愛には、基本的に4つの種類があります。ここでは、私たちにとって最もポピュラーな種類の愛から取りあげていきましょう。世界中の人々が知っていて、ほとんどの人が夢中になる愛。ロマンチックな愛、恋愛と呼ばれるもので、ギリシャ語では「エロス」と言います。
(1)エロス
この愛には、3つの段階があります。この愛の中枢は脳にあるようです。
欲(ギリシャ語ではepithumia)―これは願望という意味ですが、良い願望をも意味しますが、通常、悪い願望を意味します。病んだ魂から生じるからです(病んだ魂とは、傷ついて苦しんでいる魂のこと)。この願望には、セックスへの渇望も含まれています。みだらなセックスにはアヘンと似た作用があります。体内の化学物質が変化し、セロトニン、オキシトシン、バソプレシン、内生オピオイド(脳で自然に作り出されるヘロイン同様の物質)などのホルモンの分泌が増加します。肉体をリラックスさせ、快感と満足を誘発する働きがあり、また同じ快感を得たいと思うようになります。

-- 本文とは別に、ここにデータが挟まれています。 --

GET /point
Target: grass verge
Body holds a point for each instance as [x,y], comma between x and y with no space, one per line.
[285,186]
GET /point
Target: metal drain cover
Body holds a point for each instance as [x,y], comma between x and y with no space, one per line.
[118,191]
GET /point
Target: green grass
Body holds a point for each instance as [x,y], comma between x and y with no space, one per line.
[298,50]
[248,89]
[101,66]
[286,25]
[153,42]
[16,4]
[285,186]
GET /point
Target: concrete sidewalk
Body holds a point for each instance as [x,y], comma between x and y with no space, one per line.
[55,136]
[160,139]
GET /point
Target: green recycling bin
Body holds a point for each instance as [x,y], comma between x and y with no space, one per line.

情熱(ロマンス、恋愛)という愛がありますが、特定の対象があるというだけで、じつはこれも欲が洗練されたものにすぎません。ドーパミンと呼ばれる脳内ホルモンは、強力な興奮剤であり、このホルモンが恋愛感情に作用していると考えられています。もしあなたが恋愛中であるなら、あなたの脳内でドーパミンが盛んに分泌されているのです。
恋に落ちると何が起こるか?
まず、特定の誰かが「特別な意味」を持つ存在になってきます。この特別な人に自分の注意のすべてを注ぐようになります。その人の言動は、どんな小さなことでも忘れられなくなります。うまくいっている時には最高の気分で、心は高揚し、強い幸福感に満たされますが、逆に、うまくいかなくなると、絶望感に襲われます。心は揺れ動き、それがあまりにも大きなエネルギーなので、眠れないこともたびたびです。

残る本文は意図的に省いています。